いや、でも、あれは実家の中で拾ったものだ…。)


訳の分からない状況に置かれると人は、パニックになる。

これは至って当たり前のことかもしれない。


しかし、この時の俺は二徹夜後の久しぶりの睡眠を取ってしまったため、普段以上に頭が回らない状態だった。

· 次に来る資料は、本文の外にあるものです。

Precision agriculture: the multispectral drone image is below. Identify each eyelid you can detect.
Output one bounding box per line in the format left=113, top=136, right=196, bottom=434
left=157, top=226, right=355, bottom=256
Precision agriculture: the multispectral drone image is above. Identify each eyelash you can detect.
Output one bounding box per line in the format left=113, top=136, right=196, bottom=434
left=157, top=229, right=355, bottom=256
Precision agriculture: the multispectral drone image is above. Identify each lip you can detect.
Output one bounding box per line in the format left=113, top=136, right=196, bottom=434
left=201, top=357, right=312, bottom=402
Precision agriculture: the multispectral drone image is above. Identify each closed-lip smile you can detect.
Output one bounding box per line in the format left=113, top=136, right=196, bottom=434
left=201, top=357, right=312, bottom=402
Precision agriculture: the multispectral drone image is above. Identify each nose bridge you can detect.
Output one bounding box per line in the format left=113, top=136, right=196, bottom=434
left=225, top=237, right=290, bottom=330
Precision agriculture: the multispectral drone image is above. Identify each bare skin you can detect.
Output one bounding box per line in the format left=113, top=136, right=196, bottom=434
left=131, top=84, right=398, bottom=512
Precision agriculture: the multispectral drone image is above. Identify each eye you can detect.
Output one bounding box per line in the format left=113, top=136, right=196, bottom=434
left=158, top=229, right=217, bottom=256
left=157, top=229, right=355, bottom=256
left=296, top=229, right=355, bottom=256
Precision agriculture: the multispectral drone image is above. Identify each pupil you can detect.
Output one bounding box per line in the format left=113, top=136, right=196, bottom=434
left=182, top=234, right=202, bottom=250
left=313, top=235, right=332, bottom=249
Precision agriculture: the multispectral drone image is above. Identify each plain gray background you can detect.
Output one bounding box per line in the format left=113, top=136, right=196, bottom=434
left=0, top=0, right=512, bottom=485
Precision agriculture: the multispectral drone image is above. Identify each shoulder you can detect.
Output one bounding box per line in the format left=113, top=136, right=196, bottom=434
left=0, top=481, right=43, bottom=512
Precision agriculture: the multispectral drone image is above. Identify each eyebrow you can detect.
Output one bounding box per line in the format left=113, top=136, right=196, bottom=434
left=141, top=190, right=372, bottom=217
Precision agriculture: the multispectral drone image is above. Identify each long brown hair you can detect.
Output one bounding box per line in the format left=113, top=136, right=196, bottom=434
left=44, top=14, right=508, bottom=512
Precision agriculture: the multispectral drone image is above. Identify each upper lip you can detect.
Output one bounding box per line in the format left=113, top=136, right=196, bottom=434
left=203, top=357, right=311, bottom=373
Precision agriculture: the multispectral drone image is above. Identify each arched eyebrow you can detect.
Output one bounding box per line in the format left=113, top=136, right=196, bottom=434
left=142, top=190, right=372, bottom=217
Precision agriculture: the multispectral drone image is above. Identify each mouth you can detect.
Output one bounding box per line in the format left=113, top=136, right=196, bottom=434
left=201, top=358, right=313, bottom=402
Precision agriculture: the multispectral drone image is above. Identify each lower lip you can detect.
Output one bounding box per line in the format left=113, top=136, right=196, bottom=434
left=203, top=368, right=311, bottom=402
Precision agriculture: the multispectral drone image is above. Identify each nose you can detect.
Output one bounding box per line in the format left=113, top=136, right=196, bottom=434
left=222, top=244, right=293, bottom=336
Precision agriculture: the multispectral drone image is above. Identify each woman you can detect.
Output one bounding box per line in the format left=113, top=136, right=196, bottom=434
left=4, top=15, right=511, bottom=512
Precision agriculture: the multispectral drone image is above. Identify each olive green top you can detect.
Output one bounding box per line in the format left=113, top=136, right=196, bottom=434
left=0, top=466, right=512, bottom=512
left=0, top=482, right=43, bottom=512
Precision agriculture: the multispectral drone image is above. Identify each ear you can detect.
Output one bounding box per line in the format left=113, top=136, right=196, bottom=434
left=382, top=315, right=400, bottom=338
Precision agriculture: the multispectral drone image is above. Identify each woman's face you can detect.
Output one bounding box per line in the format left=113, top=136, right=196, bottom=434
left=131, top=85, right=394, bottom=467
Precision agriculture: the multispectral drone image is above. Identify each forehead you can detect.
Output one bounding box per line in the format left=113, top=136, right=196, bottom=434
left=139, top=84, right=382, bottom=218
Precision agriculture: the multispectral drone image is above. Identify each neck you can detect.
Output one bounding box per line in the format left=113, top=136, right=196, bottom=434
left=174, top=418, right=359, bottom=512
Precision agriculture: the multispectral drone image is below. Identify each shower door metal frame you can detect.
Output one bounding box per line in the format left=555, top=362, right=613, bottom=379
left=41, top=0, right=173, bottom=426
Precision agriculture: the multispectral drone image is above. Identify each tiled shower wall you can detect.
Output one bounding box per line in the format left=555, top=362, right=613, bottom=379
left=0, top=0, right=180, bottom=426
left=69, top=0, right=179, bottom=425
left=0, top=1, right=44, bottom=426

もちろん、寝ていなかったとしてもこの状況は訳がわからなかっただろう。


ワタワタとしている俺の横からケラケラ笑い声が聞こえた。


「おっさん、うるさいんだけどぉ〜、超うけるぅ〜」


語尾が変に伸ばされ、まだ26歳の俺に対し”おっさん”と言い放ったそいつは

何世紀もの時を掛けたとしか言いようのない茶黒い肌に、真っ白に縁取られた目元

今にも飛べそうなバサバサと動くまつ毛が特徴的な制服を着た女だった。


「あぁ〜、あたしぃここ来るの楽しみにしてたのにぃ〜

まさかこんなおっさんとだなんてぇ〜、超ショックなんですけどぉ〜」


女はクリクリと巻かれた金髪の毛を指に巻き付けながら、スマホをいじっている。


「えっと…、君は…っ!」


俺は言いかけれ言葉を止めた。

女に対して気になることが多すぎて、何から聞けばいいのか分からなかったのだ。


まず、何故女は手錠などの拘束具をされていないのか。

俺は両手両足に拘束具がしっかりされており、スマホは愚か体を自由に動かせない。

この差はなんなんだ!?


そして、その服装と身なりについての謎だ。

見た感じ2000年代初期に流行っていたであろう服装とメイク…。

昔、社会の日本史で習ったような習わなかったような…何処に売ってるんだ?!


それ以上に、さっき女が言った

”ここに来るのを楽しみにしていた”という言葉についてだ…。

こんな殺風景で薄暗い場所に楽しみだと!?

どういうメンタルだよ!この女!!


そんなことを悶々と考えながら、何を聞くか悩んでいると――。


ピーンポーンパーンポーン


『あ〜、あ〜。

テステス、わんわん、つー!

えぇ〜、皆さまご機嫌はいかがでしょうか〜?』


「な、なんだ?!」


スーツのポケットに入っているスマホから突如、そんな声が流れ始めた。

目の前にいる女は、自分のスマホを見ながらルンルンと笑顔になる。


『この度は、弊社の”デスですゲーム”にご参加いただきまして

誠にありがとうございま〜す♪

ここからはモニターにて動画での説明をさせていただきますね☆』


そう声の主は言い始め、淡々と説明が進んでいく…。


女は嬉しそうにスマホで動画を見ている。

しかし、俺は拘束具が付いているのでスマホの画面を見ることだけでなく

スマホをポケットから出すことすらできない。


しかし、スマホからの音に耳を傾けながら

その内容に俺はかなり焦っていた。


(”デスですゲーム”ってなんだそれ!?

しかも、この動画の内容からしてどう考えても漫画によくある生死をかけたデスゲームだ…。

一体、どういうことなんだ?!)


そんなことを考えていると突然にスマホからの音が終わり、

部屋の明かりがパッと付いたと同時にガタガタと部屋が揺れ始めた。


「な、今度はなんだってんだよ!」


「わぁ〜!遂に始まるんだぁ〜!」


動揺する俺に反して、遊園地にやってきた子供のように喜ぶ声を出す女。


俺はこの時、走馬灯のように今朝見たテレビの占いを思い出していた。


『12位の魚座の方は、身の回りに危険が多くなる一日なので気をつけてくださいね!』


(めちゃくちゃあの占い当たるやん…。)


俺はこれから起こるであろうことから逃避するように、そんなことを考えていた。